米国のフットウェア大手、Deckers Outdoor Corporation(デッカーズ・ブランズ)は、2026年6月30日に終了した2027年度第1四半期の業績を発表した。四半期純売上高が初めて10億ドルを超え、創業以来最高の記録を更新した。

第1四半期の純売上高は前年同期の9億6,450万ドルから5.7%増の10億2,000万ドルとなった。固定為替レートベースでは4.8%増となっている。

希薄化後1株当たり利益は前年同期の0.93ドルから0.94ドルへと増加した。

デッカーズ・ブランズの社長兼最高経営責任者、ステファノ・カロティは次のように述べた。「デッカーズは今期を力強いスタートで切ることができた。第1四半期として初めて10億ドルの売上高を達成したことは、HokaおよびUggの継続的な強さを示すものだ。両ブランドは革新的な製品開発を通じてグローバルな需要を着実に拡大している。地域やチャネルを超えて消費者との関係を深めながら、プレミアムブランドの強化と長期戦略の着実な実行に引き続き注力していく。」

HokaおよびUggが部門業績を牽引、DTC(直販)チャネルも拡大

グループ全体の業績を支えたのは、ランニングフットウェアブランドのHokaだ。純売上高は前年同期の6億5,310万ドルから7.7%増の7億350万ドルとなった。ライフスタイルブランドのUggは、前年同期の2億6,510万ドルから4.9%増の2億7,800万ドルの純売上高を記録した。

グループ内のその他ブランドの純売上高は、前年同期の4,630万ドルから18.1%減の3,790万ドルとなった。経営陣によれば、その他ブランドの減収は、卸売および国内販売の低下とともに、カジュアルフットウェアラインKoolaburraの単独事業の計画的な段階的廃止の影響を受けたものだという。
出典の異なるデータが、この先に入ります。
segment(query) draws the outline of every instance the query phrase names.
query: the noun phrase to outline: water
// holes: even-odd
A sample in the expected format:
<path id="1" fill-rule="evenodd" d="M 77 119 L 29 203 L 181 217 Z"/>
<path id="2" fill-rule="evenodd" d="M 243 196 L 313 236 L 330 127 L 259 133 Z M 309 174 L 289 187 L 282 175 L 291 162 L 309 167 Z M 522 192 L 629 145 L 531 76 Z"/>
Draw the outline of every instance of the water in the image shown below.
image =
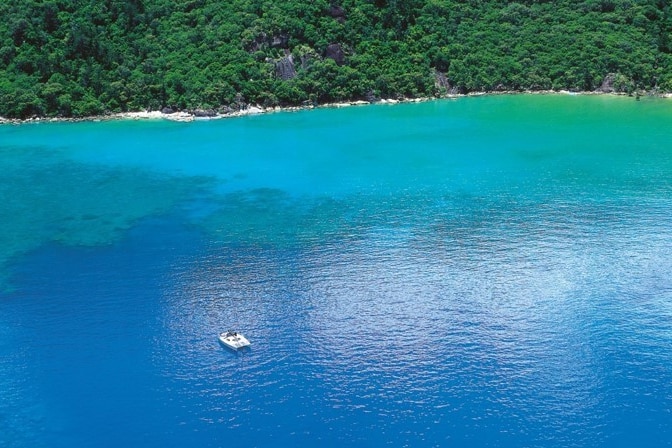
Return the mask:
<path id="1" fill-rule="evenodd" d="M 671 118 L 2 126 L 0 447 L 670 446 Z"/>

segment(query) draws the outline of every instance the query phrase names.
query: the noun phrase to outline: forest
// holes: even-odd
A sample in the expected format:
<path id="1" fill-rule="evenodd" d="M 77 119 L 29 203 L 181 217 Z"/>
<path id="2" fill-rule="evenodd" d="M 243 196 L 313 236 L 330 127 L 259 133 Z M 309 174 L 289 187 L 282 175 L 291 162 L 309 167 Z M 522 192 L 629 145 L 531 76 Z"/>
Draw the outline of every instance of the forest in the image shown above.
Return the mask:
<path id="1" fill-rule="evenodd" d="M 0 116 L 672 91 L 666 0 L 4 0 Z"/>

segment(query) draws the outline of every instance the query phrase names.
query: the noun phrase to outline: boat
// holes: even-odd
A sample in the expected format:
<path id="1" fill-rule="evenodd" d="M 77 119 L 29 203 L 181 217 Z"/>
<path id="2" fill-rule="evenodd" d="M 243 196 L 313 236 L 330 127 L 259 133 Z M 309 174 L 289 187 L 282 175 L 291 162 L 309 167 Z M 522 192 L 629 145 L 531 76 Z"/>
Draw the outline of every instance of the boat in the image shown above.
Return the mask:
<path id="1" fill-rule="evenodd" d="M 226 345 L 227 347 L 238 350 L 239 348 L 247 347 L 250 345 L 250 341 L 247 340 L 245 336 L 235 331 L 226 331 L 219 334 L 219 342 Z"/>

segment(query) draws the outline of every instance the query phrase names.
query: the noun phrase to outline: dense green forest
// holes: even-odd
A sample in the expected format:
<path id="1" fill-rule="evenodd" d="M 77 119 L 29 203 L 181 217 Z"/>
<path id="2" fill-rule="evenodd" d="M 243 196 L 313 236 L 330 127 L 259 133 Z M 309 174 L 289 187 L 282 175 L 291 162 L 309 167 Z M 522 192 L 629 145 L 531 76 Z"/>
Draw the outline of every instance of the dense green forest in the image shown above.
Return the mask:
<path id="1" fill-rule="evenodd" d="M 667 0 L 3 0 L 0 116 L 672 90 Z"/>

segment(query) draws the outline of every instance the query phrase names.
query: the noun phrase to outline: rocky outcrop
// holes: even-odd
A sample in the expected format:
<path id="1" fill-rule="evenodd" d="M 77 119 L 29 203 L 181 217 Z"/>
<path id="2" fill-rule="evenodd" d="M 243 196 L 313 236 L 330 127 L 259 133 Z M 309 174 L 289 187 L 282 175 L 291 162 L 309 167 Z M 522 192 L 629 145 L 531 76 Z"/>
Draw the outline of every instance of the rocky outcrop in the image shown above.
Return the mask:
<path id="1" fill-rule="evenodd" d="M 212 109 L 194 109 L 191 111 L 191 115 L 196 118 L 215 117 L 217 112 Z"/>
<path id="2" fill-rule="evenodd" d="M 289 36 L 287 34 L 278 34 L 277 36 L 273 36 L 271 38 L 270 44 L 273 48 L 288 48 Z"/>
<path id="3" fill-rule="evenodd" d="M 296 76 L 294 58 L 289 51 L 285 50 L 285 57 L 275 61 L 275 76 L 283 81 L 287 81 Z"/>
<path id="4" fill-rule="evenodd" d="M 655 90 L 654 88 L 653 91 Z M 637 84 L 631 78 L 620 73 L 609 73 L 595 91 L 598 93 L 627 93 L 632 95 L 637 91 Z"/>
<path id="5" fill-rule="evenodd" d="M 434 71 L 434 87 L 439 95 L 460 95 L 466 93 L 463 89 L 450 84 L 448 77 L 444 72 Z"/>
<path id="6" fill-rule="evenodd" d="M 330 44 L 325 51 L 325 57 L 333 59 L 338 65 L 345 64 L 345 52 L 340 44 Z"/>
<path id="7" fill-rule="evenodd" d="M 229 104 L 228 107 L 234 112 L 239 111 L 247 107 L 247 101 L 245 100 L 243 94 L 238 92 L 236 93 L 236 97 L 234 98 L 233 103 Z"/>
<path id="8" fill-rule="evenodd" d="M 263 51 L 271 48 L 289 48 L 289 35 L 281 33 L 269 36 L 264 32 L 259 32 L 254 38 L 243 39 L 243 47 L 250 53 Z"/>
<path id="9" fill-rule="evenodd" d="M 345 23 L 345 10 L 338 5 L 329 7 L 329 15 L 339 23 Z"/>
<path id="10" fill-rule="evenodd" d="M 438 91 L 448 92 L 451 89 L 450 82 L 445 73 L 436 70 L 434 72 L 434 87 Z"/>
<path id="11" fill-rule="evenodd" d="M 253 39 L 243 40 L 243 47 L 250 53 L 263 49 L 268 44 L 266 33 L 259 33 Z"/>
<path id="12" fill-rule="evenodd" d="M 597 92 L 602 92 L 602 93 L 612 93 L 616 89 L 614 89 L 614 81 L 616 81 L 616 75 L 613 73 L 609 73 L 607 76 L 604 77 L 604 80 L 602 81 L 602 85 L 597 88 Z"/>
<path id="13" fill-rule="evenodd" d="M 380 98 L 376 95 L 376 93 L 373 90 L 369 90 L 368 92 L 366 92 L 364 98 L 368 103 L 377 103 L 380 101 Z"/>

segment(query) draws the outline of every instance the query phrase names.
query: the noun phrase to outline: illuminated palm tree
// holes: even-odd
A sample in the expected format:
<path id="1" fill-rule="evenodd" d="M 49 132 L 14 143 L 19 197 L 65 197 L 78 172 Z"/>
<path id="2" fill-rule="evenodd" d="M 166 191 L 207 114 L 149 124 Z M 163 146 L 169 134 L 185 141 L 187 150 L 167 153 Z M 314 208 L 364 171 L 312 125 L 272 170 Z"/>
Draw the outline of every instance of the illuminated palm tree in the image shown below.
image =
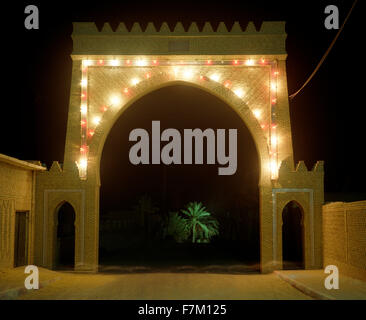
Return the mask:
<path id="1" fill-rule="evenodd" d="M 190 202 L 186 210 L 181 210 L 186 215 L 186 223 L 192 230 L 192 243 L 197 239 L 207 239 L 219 234 L 219 223 L 206 211 L 201 202 Z"/>

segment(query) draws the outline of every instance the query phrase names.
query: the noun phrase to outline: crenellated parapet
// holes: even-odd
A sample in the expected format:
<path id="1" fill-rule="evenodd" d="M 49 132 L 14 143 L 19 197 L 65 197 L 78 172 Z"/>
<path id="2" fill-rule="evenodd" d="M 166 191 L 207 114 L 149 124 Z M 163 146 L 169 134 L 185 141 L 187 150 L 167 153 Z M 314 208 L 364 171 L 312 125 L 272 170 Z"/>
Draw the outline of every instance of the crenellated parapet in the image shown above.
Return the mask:
<path id="1" fill-rule="evenodd" d="M 58 161 L 53 161 L 48 170 L 37 172 L 37 189 L 64 188 L 81 185 L 79 170 L 76 164 L 63 168 Z"/>
<path id="2" fill-rule="evenodd" d="M 282 188 L 286 187 L 323 187 L 324 161 L 317 161 L 311 170 L 304 161 L 299 161 L 293 169 L 289 160 L 284 160 L 279 169 L 278 184 Z"/>
<path id="3" fill-rule="evenodd" d="M 135 22 L 130 30 L 123 22 L 115 30 L 109 23 L 100 31 L 93 22 L 75 22 L 73 27 L 73 55 L 286 55 L 283 21 L 264 21 L 258 31 L 253 22 L 245 28 L 239 22 L 231 28 L 220 22 L 216 29 L 206 22 L 201 30 L 195 22 L 187 29 L 181 22 L 173 28 L 149 22 L 144 29 Z"/>

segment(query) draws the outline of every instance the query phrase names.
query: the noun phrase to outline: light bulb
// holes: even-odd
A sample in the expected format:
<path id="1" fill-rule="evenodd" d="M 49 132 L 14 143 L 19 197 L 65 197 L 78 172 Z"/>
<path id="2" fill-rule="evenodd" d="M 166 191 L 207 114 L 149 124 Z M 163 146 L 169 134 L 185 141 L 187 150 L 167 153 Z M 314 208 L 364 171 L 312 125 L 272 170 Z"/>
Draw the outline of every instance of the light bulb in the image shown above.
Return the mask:
<path id="1" fill-rule="evenodd" d="M 89 67 L 89 66 L 91 66 L 91 64 L 92 64 L 91 60 L 83 60 L 83 66 L 84 67 Z"/>
<path id="2" fill-rule="evenodd" d="M 257 119 L 260 119 L 261 118 L 261 115 L 262 115 L 262 111 L 259 110 L 259 109 L 254 109 L 253 110 L 253 114 L 254 116 L 257 118 Z"/>
<path id="3" fill-rule="evenodd" d="M 220 80 L 220 75 L 217 73 L 214 73 L 214 74 L 210 75 L 210 79 L 218 82 Z"/>
<path id="4" fill-rule="evenodd" d="M 136 60 L 136 66 L 145 67 L 145 66 L 147 66 L 147 61 L 144 60 L 144 59 L 137 59 Z"/>
<path id="5" fill-rule="evenodd" d="M 118 96 L 111 96 L 110 98 L 111 104 L 116 106 L 121 103 L 121 99 Z"/>
<path id="6" fill-rule="evenodd" d="M 278 143 L 278 138 L 276 135 L 272 135 L 271 136 L 271 146 L 272 147 L 276 147 L 277 146 L 277 143 Z"/>
<path id="7" fill-rule="evenodd" d="M 191 79 L 193 77 L 193 71 L 191 69 L 185 69 L 183 71 L 183 77 L 185 79 Z"/>
<path id="8" fill-rule="evenodd" d="M 109 64 L 112 66 L 112 67 L 117 67 L 119 66 L 119 61 L 118 60 L 111 60 L 109 62 Z"/>
<path id="9" fill-rule="evenodd" d="M 87 166 L 88 166 L 88 160 L 86 160 L 85 158 L 80 158 L 79 160 L 80 169 L 86 170 Z"/>
<path id="10" fill-rule="evenodd" d="M 95 116 L 93 118 L 93 123 L 97 126 L 100 123 L 101 118 L 99 116 Z"/>
<path id="11" fill-rule="evenodd" d="M 82 104 L 81 107 L 80 107 L 80 112 L 82 114 L 86 114 L 88 112 L 88 107 L 86 104 Z"/>
<path id="12" fill-rule="evenodd" d="M 131 84 L 132 84 L 133 86 L 137 85 L 139 82 L 140 82 L 140 79 L 137 79 L 137 78 L 133 78 L 133 79 L 131 79 Z"/>
<path id="13" fill-rule="evenodd" d="M 244 97 L 244 90 L 243 89 L 235 89 L 234 93 L 239 97 L 239 98 L 243 98 Z"/>

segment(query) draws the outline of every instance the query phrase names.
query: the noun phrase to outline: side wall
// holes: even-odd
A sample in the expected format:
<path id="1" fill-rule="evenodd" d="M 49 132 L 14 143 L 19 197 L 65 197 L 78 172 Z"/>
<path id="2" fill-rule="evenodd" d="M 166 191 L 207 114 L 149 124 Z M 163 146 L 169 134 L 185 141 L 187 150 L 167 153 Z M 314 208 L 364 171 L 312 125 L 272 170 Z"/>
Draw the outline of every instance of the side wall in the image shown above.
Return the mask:
<path id="1" fill-rule="evenodd" d="M 32 261 L 33 179 L 33 171 L 0 162 L 0 267 L 14 267 L 16 211 L 29 212 L 28 262 Z"/>
<path id="2" fill-rule="evenodd" d="M 324 267 L 366 280 L 366 201 L 323 206 Z"/>

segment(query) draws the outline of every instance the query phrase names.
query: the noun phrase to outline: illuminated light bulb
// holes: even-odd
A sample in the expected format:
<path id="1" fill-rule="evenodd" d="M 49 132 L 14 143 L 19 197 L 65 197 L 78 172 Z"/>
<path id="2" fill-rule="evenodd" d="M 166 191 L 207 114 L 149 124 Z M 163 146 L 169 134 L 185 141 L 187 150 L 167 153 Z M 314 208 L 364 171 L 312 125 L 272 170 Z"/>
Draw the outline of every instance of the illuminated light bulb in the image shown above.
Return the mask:
<path id="1" fill-rule="evenodd" d="M 233 65 L 238 65 L 239 64 L 239 60 L 234 60 L 233 61 Z"/>
<path id="2" fill-rule="evenodd" d="M 87 150 L 87 146 L 86 145 L 83 145 L 80 147 L 80 152 L 86 152 Z"/>
<path id="3" fill-rule="evenodd" d="M 145 74 L 145 78 L 146 78 L 146 79 L 150 79 L 150 78 L 151 78 L 151 72 L 147 72 L 147 73 Z"/>
<path id="4" fill-rule="evenodd" d="M 276 128 L 277 128 L 277 124 L 275 124 L 275 123 L 274 123 L 274 124 L 272 124 L 271 128 L 272 128 L 272 129 L 276 129 Z"/>
<path id="5" fill-rule="evenodd" d="M 153 60 L 153 65 L 155 65 L 155 66 L 156 66 L 156 65 L 158 65 L 158 64 L 159 64 L 158 60 L 154 59 L 154 60 Z"/>
<path id="6" fill-rule="evenodd" d="M 247 61 L 245 61 L 245 65 L 254 66 L 254 60 L 253 59 L 248 59 Z"/>
<path id="7" fill-rule="evenodd" d="M 278 138 L 277 138 L 277 136 L 272 135 L 272 136 L 271 136 L 271 146 L 272 146 L 272 147 L 276 147 L 276 146 L 277 146 L 277 143 L 278 143 Z"/>
<path id="8" fill-rule="evenodd" d="M 204 80 L 205 77 L 203 75 L 200 75 L 200 80 Z"/>
<path id="9" fill-rule="evenodd" d="M 264 129 L 265 127 L 266 127 L 266 125 L 262 123 L 261 128 Z"/>
<path id="10" fill-rule="evenodd" d="M 259 110 L 259 109 L 254 109 L 253 110 L 253 114 L 254 116 L 257 118 L 257 119 L 260 119 L 261 118 L 261 115 L 262 115 L 262 111 Z"/>
<path id="11" fill-rule="evenodd" d="M 85 158 L 80 158 L 80 160 L 79 160 L 80 169 L 86 170 L 87 166 L 88 166 L 88 161 Z"/>
<path id="12" fill-rule="evenodd" d="M 100 109 L 101 109 L 103 112 L 106 112 L 106 111 L 108 110 L 108 106 L 102 106 Z"/>
<path id="13" fill-rule="evenodd" d="M 112 96 L 110 98 L 111 104 L 116 106 L 119 105 L 121 103 L 121 99 L 118 96 Z"/>
<path id="14" fill-rule="evenodd" d="M 128 92 L 129 92 L 128 88 L 123 89 L 123 93 L 128 94 Z"/>
<path id="15" fill-rule="evenodd" d="M 82 104 L 81 107 L 80 107 L 80 112 L 82 114 L 86 114 L 88 112 L 88 107 L 86 104 Z"/>
<path id="16" fill-rule="evenodd" d="M 262 63 L 262 64 L 265 64 L 265 63 L 266 63 L 266 59 L 262 58 L 262 59 L 261 59 L 261 63 Z"/>
<path id="17" fill-rule="evenodd" d="M 147 66 L 147 61 L 144 60 L 144 59 L 137 59 L 136 60 L 136 66 L 145 67 L 145 66 Z"/>
<path id="18" fill-rule="evenodd" d="M 131 64 L 131 60 L 130 60 L 130 59 L 127 59 L 127 60 L 125 61 L 125 63 L 129 66 L 129 65 Z"/>
<path id="19" fill-rule="evenodd" d="M 101 118 L 99 116 L 95 116 L 93 118 L 93 123 L 97 126 L 100 123 Z"/>
<path id="20" fill-rule="evenodd" d="M 88 136 L 89 136 L 89 137 L 94 136 L 94 130 L 89 130 L 89 131 L 88 131 Z"/>
<path id="21" fill-rule="evenodd" d="M 225 88 L 230 88 L 230 87 L 231 87 L 231 81 L 226 80 L 226 81 L 224 82 L 224 87 L 225 87 Z"/>
<path id="22" fill-rule="evenodd" d="M 276 98 L 273 98 L 273 99 L 271 100 L 271 102 L 272 102 L 272 104 L 276 104 L 276 103 L 277 103 L 277 99 L 276 99 Z"/>
<path id="23" fill-rule="evenodd" d="M 85 127 L 85 126 L 86 126 L 86 120 L 81 120 L 81 121 L 80 121 L 80 125 L 81 125 L 82 127 Z"/>
<path id="24" fill-rule="evenodd" d="M 270 169 L 271 169 L 271 172 L 273 174 L 272 177 L 275 177 L 276 173 L 277 173 L 277 161 L 275 159 L 272 159 L 270 161 Z"/>
<path id="25" fill-rule="evenodd" d="M 272 91 L 276 91 L 277 90 L 277 86 L 276 86 L 276 83 L 275 82 L 272 82 L 271 83 L 271 90 Z"/>
<path id="26" fill-rule="evenodd" d="M 278 76 L 280 73 L 278 71 L 273 72 L 274 76 Z"/>
<path id="27" fill-rule="evenodd" d="M 243 98 L 244 97 L 244 90 L 243 89 L 235 89 L 234 93 L 239 97 L 239 98 Z"/>
<path id="28" fill-rule="evenodd" d="M 86 99 L 86 93 L 85 92 L 82 92 L 81 93 L 81 99 L 85 100 Z"/>
<path id="29" fill-rule="evenodd" d="M 212 75 L 210 75 L 210 77 L 209 77 L 211 80 L 213 80 L 213 81 L 216 81 L 216 82 L 218 82 L 219 80 L 220 80 L 220 75 L 219 74 L 217 74 L 217 73 L 214 73 L 214 74 L 212 74 Z"/>
<path id="30" fill-rule="evenodd" d="M 83 60 L 83 67 L 89 67 L 91 66 L 92 61 L 91 60 Z"/>
<path id="31" fill-rule="evenodd" d="M 86 79 L 86 78 L 81 79 L 81 86 L 86 87 L 87 85 L 88 85 L 88 79 Z"/>
<path id="32" fill-rule="evenodd" d="M 133 79 L 131 80 L 131 84 L 132 84 L 133 86 L 137 85 L 139 82 L 140 82 L 140 79 L 137 79 L 137 78 L 133 78 Z"/>
<path id="33" fill-rule="evenodd" d="M 206 64 L 212 64 L 212 60 L 206 60 Z"/>
<path id="34" fill-rule="evenodd" d="M 99 60 L 98 60 L 98 64 L 99 64 L 100 66 L 102 66 L 102 65 L 104 64 L 104 60 L 99 59 Z"/>
<path id="35" fill-rule="evenodd" d="M 186 69 L 186 70 L 184 70 L 184 71 L 183 71 L 183 77 L 184 77 L 185 79 L 192 79 L 192 77 L 193 77 L 193 71 L 192 71 L 192 70 L 190 70 L 190 69 Z"/>
<path id="36" fill-rule="evenodd" d="M 111 61 L 109 61 L 109 64 L 112 67 L 117 67 L 117 66 L 119 66 L 119 61 L 118 60 L 111 60 Z"/>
販売チャネル別では、DTC(直販)の純売上高が前年同期の3億1,220万ドルから13%増の3億5,280万ドルとなった。DTC既存店ベースの純売上高は6.8%増加した。卸売純売上高は前年同期の6億5,240万ドルから2.2%増の6億6,670万ドルとなっている。

地域別では、海外純売上高が前年同期の4億6,330万ドルから8.4%増の5億210万ドルに拡大した。米国内の純売上高は前年同期の5億130万ドルから3.2%増の5億1,740万ドルとなった。

第1四半期の売上総利益率は前年同期の55.8%から56.4%に改善した。営業利益は前年同期の1億6,530万ドルに対し、1億5,530万ドルとなった。

強固な財務基盤を背景に自社株買いを実施、通期見通しを上方修正

2027年度第1四半期において、グループは普通株式約330万株を総額3億3,820万ドル(加重平均価格1株当たり103.79ドル)で自社株買いを実施した。2026年6月30日時点で、自社株買い授権枠の残高は約47億ドルとなっている。

2027年3月31日に終了する通期の業績見通しについては、連結純売上高を58億6,000万ドルから59億1,000万ドルの範囲と予想している。Hokaの純売上高は前年比で低い二桁台の成長、Uggの純売上高は中程度の一桁台の増加を見込む。売上総利益率は56.5%をわずかに上回る水準を想定しており、希薄化後1株当たり利益は7.35ドルから7.50ドルの範囲と予想され、従来の見通しから5セントの引き上げとなる。